In other Swift for TensorFlow news, Brad Larson announced the release of Swift for TensorFlow 0.5.

Mishal Shah announced Swift 5.1 availability on Docker.

Derik Ramirez shared a blog post on building a server-client application using Network.framework.

Proposals in review

SE-0264: Standard Library Preview Package is under review.

We propose the addition of a new package, SwiftPreview, which will form the initial landing spot for certain additions to the Swift standard library.

Adding this package serves the goal of allowing for rapid adoption of new standard library features, enabling sooner real-world feedback, and allowing for an initial period of time where that feedback can lead to source- and ABI-breaking changes if needed.

As a secondary benefit, it will reduce technical challenges for new community members implementing new features in the standard library.

In the first iteration, this package will take the following:

  • free functions and methods, subscripts, and computed properties via extensions, that do not require access to the internal implementation of standard library types and that could reasonably be emitted into the client
  • new types (for example, a sorted dictionary, or useful property wrapper implementations)
  • new protocols, with conformance of existing library types to those protocols as appropriate

The package will not include features that need to be matched with language changes, nor functions that cannot practically be implemented without access to existing type internals or other non-public features such as LLVM builtins.

Swift Forums

Xi Ge pitched a compiler proposal to emit source information during compilation.

To enhance the user experience of diagnostics on locally built modules, we propose emitting an additional file during compilation to keep track of the source locations of decls (.sourceinfo file). Mapping from decl USRs to source locations in the local file system, the file is always emitted as a side product of Swift modules into a private sub-directory (swiftmodule/private). This ‘private’ sub-directory will be present in a local build but excluded for packaging a Swift module for client consumption. A source location is encoded as an absolute path to the source file and the byte offset inside the source file.

James H asked about Swift’s performance on the server.

I want to know if there are any plans to effort improving Swift’s performance? Benchmark after benchmark have…pretty dismal… metrics for Swift when compared to other systems languages.

Now you could make an argument that benchmarks aren’t necessarily representative of real-world use-cases.

The current Swift implementation is still nowhere near representative of the performance that should be possible, since we’ve been primarily in the “make it work” phase of development, and are only now starting to get into the “make it fast” work.

Daryle Walker pitched a proposal to allow for partial sorting in Swift.

Just cruising the C++ algorithm list and wondered about std::partial_sort and std::nth_element.
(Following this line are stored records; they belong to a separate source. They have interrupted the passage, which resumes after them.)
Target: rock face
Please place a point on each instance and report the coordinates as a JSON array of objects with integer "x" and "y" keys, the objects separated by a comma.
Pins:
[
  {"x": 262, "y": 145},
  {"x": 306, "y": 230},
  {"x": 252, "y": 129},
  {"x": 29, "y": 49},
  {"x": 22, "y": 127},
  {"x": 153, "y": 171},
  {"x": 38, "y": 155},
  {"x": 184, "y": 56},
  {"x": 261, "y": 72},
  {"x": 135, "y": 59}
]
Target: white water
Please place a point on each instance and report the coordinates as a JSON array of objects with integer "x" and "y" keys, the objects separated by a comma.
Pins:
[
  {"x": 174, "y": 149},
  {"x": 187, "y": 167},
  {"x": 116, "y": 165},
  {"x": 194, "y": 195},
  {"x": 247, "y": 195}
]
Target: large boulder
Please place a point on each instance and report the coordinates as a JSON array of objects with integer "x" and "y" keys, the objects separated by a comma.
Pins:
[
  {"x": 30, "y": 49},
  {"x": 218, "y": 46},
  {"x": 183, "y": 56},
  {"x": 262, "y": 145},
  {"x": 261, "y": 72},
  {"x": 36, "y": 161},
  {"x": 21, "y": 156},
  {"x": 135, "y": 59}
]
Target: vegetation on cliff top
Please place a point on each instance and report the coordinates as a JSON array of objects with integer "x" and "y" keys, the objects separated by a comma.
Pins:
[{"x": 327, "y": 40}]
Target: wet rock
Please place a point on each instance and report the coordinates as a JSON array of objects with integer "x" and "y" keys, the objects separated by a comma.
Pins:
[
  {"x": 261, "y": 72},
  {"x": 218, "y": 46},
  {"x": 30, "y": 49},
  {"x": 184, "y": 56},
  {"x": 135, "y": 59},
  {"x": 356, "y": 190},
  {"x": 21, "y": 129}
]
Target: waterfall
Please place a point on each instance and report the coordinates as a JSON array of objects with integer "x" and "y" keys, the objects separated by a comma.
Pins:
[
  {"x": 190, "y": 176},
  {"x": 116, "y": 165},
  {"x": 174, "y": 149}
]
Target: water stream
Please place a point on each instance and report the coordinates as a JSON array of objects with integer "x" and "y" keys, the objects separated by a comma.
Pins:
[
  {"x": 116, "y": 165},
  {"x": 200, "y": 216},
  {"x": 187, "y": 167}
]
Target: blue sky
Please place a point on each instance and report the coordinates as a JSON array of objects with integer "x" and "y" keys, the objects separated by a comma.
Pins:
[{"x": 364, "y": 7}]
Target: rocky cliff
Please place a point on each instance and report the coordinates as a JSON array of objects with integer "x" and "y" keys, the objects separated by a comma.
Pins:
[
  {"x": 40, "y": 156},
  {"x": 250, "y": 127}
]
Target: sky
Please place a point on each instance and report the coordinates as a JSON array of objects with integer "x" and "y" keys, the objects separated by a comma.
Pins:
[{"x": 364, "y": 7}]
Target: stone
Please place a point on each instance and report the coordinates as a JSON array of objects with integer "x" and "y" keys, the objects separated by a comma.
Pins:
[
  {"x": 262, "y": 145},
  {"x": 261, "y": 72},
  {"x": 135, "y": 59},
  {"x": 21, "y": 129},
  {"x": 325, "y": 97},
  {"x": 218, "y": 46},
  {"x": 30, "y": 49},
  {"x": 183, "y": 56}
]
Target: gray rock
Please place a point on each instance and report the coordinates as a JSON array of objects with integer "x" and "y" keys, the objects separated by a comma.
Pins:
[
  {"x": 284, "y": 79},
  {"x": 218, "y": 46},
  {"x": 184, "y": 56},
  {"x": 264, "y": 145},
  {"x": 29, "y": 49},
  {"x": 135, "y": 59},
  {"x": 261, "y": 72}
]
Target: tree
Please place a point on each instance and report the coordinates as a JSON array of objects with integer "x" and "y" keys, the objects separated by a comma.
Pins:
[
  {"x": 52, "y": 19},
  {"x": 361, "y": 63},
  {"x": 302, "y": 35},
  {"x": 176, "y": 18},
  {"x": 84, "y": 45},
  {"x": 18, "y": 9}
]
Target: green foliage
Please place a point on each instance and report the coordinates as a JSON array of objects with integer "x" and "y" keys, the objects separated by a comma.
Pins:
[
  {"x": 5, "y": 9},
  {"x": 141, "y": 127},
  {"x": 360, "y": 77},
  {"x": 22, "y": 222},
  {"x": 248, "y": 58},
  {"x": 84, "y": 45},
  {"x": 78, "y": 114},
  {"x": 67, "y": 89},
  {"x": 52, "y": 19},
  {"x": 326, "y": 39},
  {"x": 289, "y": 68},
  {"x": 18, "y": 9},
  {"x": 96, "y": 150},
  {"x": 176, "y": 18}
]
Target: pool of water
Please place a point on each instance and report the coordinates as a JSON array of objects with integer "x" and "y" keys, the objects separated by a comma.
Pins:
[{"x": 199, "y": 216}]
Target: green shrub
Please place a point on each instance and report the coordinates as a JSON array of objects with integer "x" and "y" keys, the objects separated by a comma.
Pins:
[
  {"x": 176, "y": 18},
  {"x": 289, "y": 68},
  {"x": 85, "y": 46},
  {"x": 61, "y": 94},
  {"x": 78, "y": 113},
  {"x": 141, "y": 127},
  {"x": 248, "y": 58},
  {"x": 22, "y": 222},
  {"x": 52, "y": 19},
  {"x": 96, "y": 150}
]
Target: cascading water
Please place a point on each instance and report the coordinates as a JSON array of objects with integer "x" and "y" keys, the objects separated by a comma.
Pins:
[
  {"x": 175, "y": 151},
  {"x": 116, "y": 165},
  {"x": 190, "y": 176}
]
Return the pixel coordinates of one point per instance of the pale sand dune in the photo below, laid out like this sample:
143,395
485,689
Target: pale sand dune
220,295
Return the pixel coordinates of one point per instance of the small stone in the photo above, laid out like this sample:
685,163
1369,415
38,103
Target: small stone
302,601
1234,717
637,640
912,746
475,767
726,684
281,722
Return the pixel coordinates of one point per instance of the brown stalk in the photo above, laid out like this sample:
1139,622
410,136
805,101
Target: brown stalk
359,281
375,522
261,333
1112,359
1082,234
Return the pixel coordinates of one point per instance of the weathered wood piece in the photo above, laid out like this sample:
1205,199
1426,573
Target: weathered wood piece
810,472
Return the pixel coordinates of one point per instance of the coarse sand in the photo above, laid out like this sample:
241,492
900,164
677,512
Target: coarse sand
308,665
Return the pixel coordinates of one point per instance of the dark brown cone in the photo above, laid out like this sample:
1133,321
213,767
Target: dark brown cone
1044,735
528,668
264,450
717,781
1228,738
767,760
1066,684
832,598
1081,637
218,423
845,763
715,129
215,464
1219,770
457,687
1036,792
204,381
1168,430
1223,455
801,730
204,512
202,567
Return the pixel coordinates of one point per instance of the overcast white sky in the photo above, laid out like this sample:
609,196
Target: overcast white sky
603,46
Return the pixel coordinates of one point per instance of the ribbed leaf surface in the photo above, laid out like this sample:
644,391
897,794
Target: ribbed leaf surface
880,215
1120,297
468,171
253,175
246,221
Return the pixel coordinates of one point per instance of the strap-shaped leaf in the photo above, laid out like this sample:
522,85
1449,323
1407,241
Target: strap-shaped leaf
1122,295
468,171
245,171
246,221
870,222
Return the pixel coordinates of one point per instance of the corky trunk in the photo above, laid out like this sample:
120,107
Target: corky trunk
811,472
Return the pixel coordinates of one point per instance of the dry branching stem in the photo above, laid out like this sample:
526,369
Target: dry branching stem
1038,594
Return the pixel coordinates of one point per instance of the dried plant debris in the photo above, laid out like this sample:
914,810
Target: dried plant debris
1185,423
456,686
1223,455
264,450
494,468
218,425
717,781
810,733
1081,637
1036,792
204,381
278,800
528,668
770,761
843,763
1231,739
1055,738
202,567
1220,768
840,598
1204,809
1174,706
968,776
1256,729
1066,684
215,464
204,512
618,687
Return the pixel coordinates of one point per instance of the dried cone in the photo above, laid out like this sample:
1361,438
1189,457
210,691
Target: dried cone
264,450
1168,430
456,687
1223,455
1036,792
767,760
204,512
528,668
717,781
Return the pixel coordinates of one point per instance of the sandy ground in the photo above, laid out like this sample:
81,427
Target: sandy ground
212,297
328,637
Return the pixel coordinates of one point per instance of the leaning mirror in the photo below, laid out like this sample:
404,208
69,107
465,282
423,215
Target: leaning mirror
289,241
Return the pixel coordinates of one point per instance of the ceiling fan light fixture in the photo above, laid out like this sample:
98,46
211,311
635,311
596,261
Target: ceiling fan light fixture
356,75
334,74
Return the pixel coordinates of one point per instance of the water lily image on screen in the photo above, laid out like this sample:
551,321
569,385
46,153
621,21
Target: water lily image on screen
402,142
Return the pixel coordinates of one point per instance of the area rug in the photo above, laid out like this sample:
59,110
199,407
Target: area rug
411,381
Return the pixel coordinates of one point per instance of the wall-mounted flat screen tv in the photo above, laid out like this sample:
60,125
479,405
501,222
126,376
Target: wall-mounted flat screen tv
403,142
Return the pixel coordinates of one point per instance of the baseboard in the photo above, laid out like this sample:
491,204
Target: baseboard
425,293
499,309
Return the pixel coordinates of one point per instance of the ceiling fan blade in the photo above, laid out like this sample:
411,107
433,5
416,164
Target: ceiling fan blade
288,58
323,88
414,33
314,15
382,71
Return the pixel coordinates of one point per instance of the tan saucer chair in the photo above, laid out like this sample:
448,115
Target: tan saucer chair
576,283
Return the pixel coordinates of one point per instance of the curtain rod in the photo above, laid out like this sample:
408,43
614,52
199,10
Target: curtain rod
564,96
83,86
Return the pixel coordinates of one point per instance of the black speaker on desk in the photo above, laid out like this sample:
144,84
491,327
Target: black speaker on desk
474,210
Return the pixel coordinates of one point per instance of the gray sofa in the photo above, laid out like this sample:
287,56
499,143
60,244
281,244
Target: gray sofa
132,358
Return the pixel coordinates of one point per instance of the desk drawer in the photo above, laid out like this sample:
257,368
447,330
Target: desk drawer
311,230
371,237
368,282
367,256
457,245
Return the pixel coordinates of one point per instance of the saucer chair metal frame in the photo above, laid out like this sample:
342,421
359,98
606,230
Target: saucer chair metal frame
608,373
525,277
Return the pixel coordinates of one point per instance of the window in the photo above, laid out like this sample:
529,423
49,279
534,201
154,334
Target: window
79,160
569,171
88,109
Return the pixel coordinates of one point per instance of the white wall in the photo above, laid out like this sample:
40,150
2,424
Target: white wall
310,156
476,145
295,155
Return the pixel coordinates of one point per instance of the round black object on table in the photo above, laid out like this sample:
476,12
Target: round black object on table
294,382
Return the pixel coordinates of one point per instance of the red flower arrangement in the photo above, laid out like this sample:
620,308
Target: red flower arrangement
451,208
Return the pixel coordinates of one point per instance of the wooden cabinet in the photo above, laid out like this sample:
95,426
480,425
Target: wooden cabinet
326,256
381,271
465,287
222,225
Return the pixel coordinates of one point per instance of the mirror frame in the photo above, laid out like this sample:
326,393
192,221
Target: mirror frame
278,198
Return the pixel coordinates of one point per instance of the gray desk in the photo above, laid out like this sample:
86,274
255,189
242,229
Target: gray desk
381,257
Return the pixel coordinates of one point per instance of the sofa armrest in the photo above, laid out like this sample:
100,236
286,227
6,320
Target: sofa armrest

But I’m still wondering why would these be needed, outside of implementing other sorting things? Stopping at a point much smaller then the whole collection doesn’t help too much because you still have to scan the whole thing.

Can any of these be implemented stably?

Elviro Rocca asked for an update on modify and yield.

The idea of an @Atomic wrapper is also cited as an example in the proposal, so I thought it could be implemented, but it seems that you can’t actually do that because you cannot ensure that read-write-read processes actually happen atomically

[..] atomic anything will require compiler support when not explicitly working with pointers or global stored properties. Even with modify, Swift’s formal model is still move-in/move-out with assumed/enforced exclusivity, not by-address. (modify gets it to move-in/move-out rather than copy-in/copy-out, but not all the way to by-address. That’s still considered an optimization.)